AbstractRange-oversampling processing is a technique that can be used to lower the variance of radar-variable estimates, reduce radar update times, or a mixture of both. There are two main assumptions for using range-oversampling processing: accurate knowledge of the range correlation and uniform reflectivity in the radar resolution volume. The first assumption has been addressed in previous research; this work focuses on the uniform reflectivity assumption. Earlier research shows that significant reflectivity gradients can occur in storms; we utilized those results to develop realistic simulations of radar returns that include effects of reflectivity gradients in range. An important consideration when using range-oversampling processing is the resulting change in the range weighting function. The range weighting function can change for different types of range-oversampling processing and some techniques, such as adaptive pseudowhitening, can lead to different range weighting functions at each range gate.

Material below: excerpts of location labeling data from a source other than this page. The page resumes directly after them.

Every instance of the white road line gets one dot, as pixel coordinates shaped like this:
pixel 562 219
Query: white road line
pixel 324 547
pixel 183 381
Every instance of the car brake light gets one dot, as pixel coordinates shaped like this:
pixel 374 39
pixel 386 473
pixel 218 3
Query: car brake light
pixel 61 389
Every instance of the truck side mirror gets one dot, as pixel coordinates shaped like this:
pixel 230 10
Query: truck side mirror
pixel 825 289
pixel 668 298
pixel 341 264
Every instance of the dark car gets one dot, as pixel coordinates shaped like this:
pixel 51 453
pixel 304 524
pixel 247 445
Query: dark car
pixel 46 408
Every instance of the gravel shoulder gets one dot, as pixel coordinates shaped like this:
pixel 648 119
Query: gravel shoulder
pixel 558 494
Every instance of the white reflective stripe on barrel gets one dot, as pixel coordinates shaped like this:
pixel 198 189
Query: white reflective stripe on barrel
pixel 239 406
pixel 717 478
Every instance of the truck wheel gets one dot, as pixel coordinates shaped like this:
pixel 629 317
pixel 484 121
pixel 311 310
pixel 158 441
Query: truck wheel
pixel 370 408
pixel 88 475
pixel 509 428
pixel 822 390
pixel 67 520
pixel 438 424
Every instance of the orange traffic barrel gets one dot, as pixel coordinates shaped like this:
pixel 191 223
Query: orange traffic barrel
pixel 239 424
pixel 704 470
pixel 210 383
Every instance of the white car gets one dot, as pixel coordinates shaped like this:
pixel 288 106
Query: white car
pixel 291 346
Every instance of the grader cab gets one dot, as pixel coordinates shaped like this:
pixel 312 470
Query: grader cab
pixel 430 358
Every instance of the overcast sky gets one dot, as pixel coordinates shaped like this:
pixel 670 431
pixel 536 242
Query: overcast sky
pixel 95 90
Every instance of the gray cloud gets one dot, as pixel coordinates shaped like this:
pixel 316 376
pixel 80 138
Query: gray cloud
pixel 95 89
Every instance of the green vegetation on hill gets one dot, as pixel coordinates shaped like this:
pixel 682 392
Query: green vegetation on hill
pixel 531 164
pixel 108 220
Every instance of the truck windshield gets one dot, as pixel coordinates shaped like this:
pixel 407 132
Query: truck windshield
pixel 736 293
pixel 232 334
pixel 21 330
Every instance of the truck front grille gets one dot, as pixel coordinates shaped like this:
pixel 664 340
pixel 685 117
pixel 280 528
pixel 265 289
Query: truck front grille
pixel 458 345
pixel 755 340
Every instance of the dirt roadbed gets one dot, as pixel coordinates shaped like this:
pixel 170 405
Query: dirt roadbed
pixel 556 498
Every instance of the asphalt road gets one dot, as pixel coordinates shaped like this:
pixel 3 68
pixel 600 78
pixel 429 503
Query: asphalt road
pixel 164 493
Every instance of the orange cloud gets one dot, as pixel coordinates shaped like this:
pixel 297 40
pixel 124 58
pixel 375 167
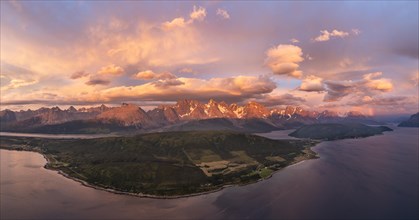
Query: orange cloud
pixel 223 13
pixel 284 59
pixel 111 70
pixel 312 84
pixel 326 35
pixel 149 75
pixel 198 13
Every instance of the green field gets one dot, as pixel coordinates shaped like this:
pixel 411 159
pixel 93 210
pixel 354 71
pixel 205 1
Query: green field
pixel 167 164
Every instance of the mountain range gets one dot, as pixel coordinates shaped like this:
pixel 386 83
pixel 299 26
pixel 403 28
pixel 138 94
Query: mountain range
pixel 184 115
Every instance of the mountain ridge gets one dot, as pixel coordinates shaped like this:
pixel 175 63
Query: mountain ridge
pixel 185 114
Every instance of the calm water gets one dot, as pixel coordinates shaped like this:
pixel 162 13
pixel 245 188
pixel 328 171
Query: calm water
pixel 375 177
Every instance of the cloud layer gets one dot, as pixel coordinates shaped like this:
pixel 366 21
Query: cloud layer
pixel 284 59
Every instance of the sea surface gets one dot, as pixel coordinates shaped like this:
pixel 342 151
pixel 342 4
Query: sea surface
pixel 374 177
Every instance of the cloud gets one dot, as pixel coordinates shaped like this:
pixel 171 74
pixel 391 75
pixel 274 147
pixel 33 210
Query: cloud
pixel 284 59
pixel 186 70
pixel 337 90
pixel 97 81
pixel 17 83
pixel 294 40
pixel 223 13
pixel 167 83
pixel 415 78
pixel 369 85
pixel 149 75
pixel 278 100
pixel 326 35
pixel 356 31
pixel 198 13
pixel 175 23
pixel 312 83
pixel 111 70
pixel 381 84
pixel 79 74
pixel 228 89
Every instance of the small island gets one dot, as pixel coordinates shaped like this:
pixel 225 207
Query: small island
pixel 334 131
pixel 412 122
pixel 166 165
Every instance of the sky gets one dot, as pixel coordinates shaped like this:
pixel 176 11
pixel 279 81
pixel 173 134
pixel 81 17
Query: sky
pixel 340 56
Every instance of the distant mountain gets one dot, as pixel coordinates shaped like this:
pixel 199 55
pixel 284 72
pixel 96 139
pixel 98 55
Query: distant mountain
pixel 413 121
pixel 332 131
pixel 184 115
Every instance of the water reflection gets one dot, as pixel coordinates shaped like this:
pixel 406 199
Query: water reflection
pixel 375 177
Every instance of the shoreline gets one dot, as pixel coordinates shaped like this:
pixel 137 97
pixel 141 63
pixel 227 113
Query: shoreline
pixel 149 196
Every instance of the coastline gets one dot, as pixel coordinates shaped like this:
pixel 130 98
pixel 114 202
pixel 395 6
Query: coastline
pixel 141 195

To quantify the possible effects of differing range weighting functions in the presence of reflectivity gradients, we developed simulations to examine varying types of range-oversampling processing with two receiver filters: a matched receiver filter and a wider-bandwidth receiver filter (as recommended for use with range oversampling). Simulation results show that differences in range weighting functions are the only contributor to differences in radar reflectivity measurements. Results from real weather data demonstrate that the reflectivity gradients that occur in typical severe storms do not cause significant changes in reflectivity measurements, and the benefits from range-oversampling processing outweigh the possible isolated effects from large reflectivity gradients.